Par Richard Nguema Ondo
OYEM, Woleu-Ntem – Adoptés en grande pompe lors du conseil municipal d’avril 2026 à l’Hôtel de Ville d’Oyem, les projets d’aménagement destinés au Deuxième arrondissement peinent à se concrétiser. À seulement trois mois de l’échéance budgétaire annuelle, le constat sur le terrain suscite une vive inquiétude: aucune des infrastructures promises n’a encore vu le jour.
Parmi les chantiers phares validés figuraient la construction d’un parking dédié à la Mairie annexe, l’aménagement de sanitaires publics – une absence cruciale déplorée depuis la création de cet édifice – ainsi que l’érection de postes de contrôle pour optimiser le travail des agents municipaux. Aujourd’hui, ces annonces se heurtent à une réalité budgétaire particulièrement aride.

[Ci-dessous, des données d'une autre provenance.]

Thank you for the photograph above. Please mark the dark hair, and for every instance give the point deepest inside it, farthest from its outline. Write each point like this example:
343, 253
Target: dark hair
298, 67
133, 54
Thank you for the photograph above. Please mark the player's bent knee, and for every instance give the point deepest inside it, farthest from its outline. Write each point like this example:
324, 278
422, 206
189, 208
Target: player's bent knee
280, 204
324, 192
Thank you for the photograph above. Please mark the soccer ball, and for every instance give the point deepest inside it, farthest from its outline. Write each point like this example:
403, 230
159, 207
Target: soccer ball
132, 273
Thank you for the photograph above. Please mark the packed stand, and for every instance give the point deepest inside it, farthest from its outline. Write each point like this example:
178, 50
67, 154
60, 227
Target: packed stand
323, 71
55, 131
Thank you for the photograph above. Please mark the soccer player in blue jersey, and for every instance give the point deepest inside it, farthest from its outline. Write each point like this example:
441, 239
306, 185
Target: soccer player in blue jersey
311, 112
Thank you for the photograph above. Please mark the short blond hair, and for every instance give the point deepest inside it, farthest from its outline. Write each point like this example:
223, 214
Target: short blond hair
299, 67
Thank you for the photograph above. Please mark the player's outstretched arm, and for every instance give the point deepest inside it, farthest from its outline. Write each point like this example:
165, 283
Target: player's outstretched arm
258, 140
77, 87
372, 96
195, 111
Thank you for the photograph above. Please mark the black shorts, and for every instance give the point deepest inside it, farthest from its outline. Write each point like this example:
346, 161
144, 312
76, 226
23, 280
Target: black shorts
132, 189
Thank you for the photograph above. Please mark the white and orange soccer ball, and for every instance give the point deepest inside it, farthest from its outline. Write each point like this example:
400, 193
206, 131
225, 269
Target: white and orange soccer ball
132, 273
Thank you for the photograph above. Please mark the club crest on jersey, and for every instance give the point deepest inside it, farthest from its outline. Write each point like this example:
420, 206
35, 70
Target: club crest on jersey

Des mairies d’arrondissement asphyxiées
Dans les locaux du Deuxième arrondissement, situés à près de trois kilomètres de l’Hôtel de Ville, le quotidien du personnel relève du parcours du combattant. L’absence de budget de fonctionnement paralyse l’administration locale, où même la fourniture en papier A4 est devenue un luxe.
«Les actes administratifs étant gratuits, nos services ne génèrent pas de recettes directes. Pour déposer la recette des timbres à la Mairie centrale, ce sont les édiles qui financent le transport de leur propre poche. Il en va de même pour la rémunération des techniciens de surface, non prise en compte, par faute de ligne budgétaire», confie sous couvert d’anonymat un agent municipal.
À ces contraintes opérationnelles s’ajoute une baisse drastique des rémunérations des élus locaux depuis la fin de la Délégation spéciale. Sans véhicule de service ni prise en charge du carburant pour leurs déplacements personnels professionnels, les maires d’Arrondissement se retrouvent à bout de souffle.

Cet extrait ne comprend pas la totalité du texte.